Summerall’s presidency set the stage for the equally imperious Mark Clark, whose prestige and leadership also secured the future for the college, and, at the same time, perpetuated Summerall’s command and control of decision-making. Clark stepped down in 1965, amid the growing social pressures of the 1960s, but the foundations that Summerall laid, and that Clark built upon, remained strong enough to enable the college to adapt to these challenges.

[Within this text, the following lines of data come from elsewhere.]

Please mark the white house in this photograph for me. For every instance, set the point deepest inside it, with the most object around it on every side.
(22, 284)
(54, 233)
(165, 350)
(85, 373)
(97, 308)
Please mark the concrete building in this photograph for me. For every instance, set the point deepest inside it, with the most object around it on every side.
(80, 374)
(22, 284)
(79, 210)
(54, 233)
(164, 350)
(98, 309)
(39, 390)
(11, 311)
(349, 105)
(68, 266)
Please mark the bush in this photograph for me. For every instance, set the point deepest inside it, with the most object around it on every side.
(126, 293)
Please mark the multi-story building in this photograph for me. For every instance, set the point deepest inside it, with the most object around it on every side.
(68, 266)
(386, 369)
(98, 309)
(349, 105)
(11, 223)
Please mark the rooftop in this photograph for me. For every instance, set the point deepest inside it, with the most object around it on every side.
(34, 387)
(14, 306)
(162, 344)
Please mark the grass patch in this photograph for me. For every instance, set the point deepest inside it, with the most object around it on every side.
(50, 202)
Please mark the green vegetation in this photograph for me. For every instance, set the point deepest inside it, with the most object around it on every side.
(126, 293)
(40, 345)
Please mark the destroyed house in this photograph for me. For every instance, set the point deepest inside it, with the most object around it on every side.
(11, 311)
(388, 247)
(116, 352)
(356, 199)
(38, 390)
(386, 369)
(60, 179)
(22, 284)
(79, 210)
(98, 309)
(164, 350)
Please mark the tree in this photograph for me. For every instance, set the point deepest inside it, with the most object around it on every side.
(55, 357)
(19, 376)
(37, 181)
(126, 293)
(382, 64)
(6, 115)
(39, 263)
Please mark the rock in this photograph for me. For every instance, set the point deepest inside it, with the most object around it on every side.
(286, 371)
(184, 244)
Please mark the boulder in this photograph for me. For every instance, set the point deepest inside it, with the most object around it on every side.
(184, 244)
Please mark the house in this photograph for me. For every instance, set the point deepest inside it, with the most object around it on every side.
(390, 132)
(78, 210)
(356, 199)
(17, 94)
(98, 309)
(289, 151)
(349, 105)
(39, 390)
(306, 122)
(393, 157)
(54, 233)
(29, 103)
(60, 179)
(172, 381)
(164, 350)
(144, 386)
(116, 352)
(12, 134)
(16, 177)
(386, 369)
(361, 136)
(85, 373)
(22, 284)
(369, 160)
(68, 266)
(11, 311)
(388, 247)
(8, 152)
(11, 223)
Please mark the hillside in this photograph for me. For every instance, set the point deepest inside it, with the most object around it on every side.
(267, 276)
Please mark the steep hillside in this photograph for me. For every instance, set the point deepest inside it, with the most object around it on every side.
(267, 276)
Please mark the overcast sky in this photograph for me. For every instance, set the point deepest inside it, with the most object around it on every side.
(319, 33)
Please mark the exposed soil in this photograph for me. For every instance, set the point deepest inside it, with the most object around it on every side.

And what of the faculty, those faithful and obedient servants? Across the decades of the 1960s and 1970s they worked to achieve a more collegial form of college governance. Perhaps what inspired them was their admiration for Summerall’s dedication to his work and his love for The Citadel, or perhaps they were driven by their reaction against his and Clark’s magisterial control. Quite probably, both admiration and reaction were linked in their desire to share in shaping The Citadel for the present and into the future. Across those decades, the tension that resulted developed into a healthy, open, and constructive dialogue between administrative and academic realms, and served to strengthen, not weaken the college. And those teachers and scholars who engaged in this dialogue, emerged as men and women of fortitude, of academic achievement and excellence, and strength of character. They embodied then, as they do today, not only the purpose and mission of the college, but also the dedication and devotion to their profession and to The Citadel. And these very qualities are those that exemplified the life of service, and devotion to duty, of General Charles P. Summerall. Thus, the legacy of Summerall continues and will live on, not through a system of abject obedience, but through the embrace, by the entire Citadel community, of the ideals of service and devotion to a higher calling and mission; for these were the ideals that inspired him throughout his long and fruitful life.
I have based portions of this paper on my article, “The General As President: Charles P. Summerall and Mark W. Clark As Presidents of The Citadel”, that appeared in the South Carolina Historical Magazine 95 No. 4 (October, 1994).